Reducing Dimensionality in Molecular Systems: A Bayesian Non-parametric Approach

In this paper we present a methodology that can be used to design experiments of complex systems characterized by a huge number of variables. The strategy combines the evolutionary principles with the information provided by statistical models tailored to the problem under consideration. Here, we are concerned with the process of design molecules, which is a quite challenging problem due to the presence of a high number of variables with a binary structure. Recent works on clustering of binary data and variable selection in the high-dimensional setting allow to develop an approach capable of recovering useful information derived from the incorporation of a grouping structure into the model.

Qualitative Particle Swarm Optimization (Q-PSO) for Energy-Efficient Building Designs

Particle Swarm Optimization (PSO) is a stochastic optimization method, based on the social behavior of bird flocks. The method, known for its high performance in optimization, has been mainly developed for problems involving just quantitative variables. In this paper we propose a new approach called Qualitative Particle Swarm Optimization (Q-PSO) where the variables in the optimization can be both qualitative and quantitative and the updating rule is derived adopting probabilistic measures. We apply this procedure to a complex engineering optimization problem concerning building facade design. More specifically, we address the problem of deriving an energy-efficient building design, i.e. a design that minimizes the energy consumption (and the emission of carbon dioxide) for heating, cooling and lighting. We develop a simulation study to evaluate Q-PSO procedure and we derive comparisons with most conventional approaches. The study shows a very good performance of our approach in achieving the assigned target.

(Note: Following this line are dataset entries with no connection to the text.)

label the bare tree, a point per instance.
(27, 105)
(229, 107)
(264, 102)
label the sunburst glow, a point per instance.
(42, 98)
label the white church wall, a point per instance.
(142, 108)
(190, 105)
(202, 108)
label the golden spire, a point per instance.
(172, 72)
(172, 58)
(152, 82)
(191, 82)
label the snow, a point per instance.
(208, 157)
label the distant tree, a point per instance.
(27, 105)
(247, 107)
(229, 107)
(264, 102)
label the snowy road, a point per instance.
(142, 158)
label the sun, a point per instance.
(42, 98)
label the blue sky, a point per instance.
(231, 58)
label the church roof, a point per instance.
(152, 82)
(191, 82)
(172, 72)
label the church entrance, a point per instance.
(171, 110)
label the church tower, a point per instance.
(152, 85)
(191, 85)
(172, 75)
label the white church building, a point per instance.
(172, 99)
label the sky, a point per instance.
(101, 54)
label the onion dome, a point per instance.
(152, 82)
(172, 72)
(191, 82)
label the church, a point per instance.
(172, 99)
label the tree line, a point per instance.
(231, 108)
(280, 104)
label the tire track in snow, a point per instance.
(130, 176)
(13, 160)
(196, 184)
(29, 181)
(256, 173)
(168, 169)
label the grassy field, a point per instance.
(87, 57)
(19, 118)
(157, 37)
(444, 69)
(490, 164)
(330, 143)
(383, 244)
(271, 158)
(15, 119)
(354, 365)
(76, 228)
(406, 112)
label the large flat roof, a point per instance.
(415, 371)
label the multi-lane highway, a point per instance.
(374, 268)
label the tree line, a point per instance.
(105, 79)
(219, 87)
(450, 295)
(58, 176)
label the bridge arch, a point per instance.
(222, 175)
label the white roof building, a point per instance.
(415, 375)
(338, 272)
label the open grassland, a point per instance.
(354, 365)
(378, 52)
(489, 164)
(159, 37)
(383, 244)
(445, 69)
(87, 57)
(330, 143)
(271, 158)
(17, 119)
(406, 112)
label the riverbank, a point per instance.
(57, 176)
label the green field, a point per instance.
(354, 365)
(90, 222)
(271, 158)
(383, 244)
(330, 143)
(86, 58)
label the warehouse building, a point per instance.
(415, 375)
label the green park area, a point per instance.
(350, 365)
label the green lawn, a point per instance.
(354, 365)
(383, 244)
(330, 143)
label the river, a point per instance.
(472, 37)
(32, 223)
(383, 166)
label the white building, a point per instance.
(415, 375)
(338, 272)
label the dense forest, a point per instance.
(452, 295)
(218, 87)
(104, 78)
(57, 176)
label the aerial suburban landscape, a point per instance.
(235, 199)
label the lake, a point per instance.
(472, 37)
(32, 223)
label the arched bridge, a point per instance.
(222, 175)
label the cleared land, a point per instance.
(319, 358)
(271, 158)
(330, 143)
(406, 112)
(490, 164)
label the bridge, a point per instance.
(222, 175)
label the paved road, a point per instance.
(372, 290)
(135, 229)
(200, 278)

Several Computational Studies About Variable Selection for Probabilistic Bayesian Classifiers

The Bayesian network can be considered as a probabilistic classifier with the ability of giving a clear insight into the structural relationships in the domain under investigation. In this paper we use some methodologies of feature subset selection in order to determine the relevant variables which are then used for constructing the Bayesian network. To test how the selected methods of feature selection affect the classification, we consider several Bayesian classifiers: Naive Bayes, Tree Augmented Naive Bayes and the general Bayesian network, which is used as benchmark for the comparison.

Multi-objective Optimization in High-Dimensional Molecular Systems

The paper proposes a methodological approach to design complex experiments for multi-objective optimization. The strategy is based on evolutionary statistical inference to search for the optimal values in high-dimensional experimental spaces. We developed this approach to study a particular molecular system and discover the best molecules to be proposed as candidate drugs.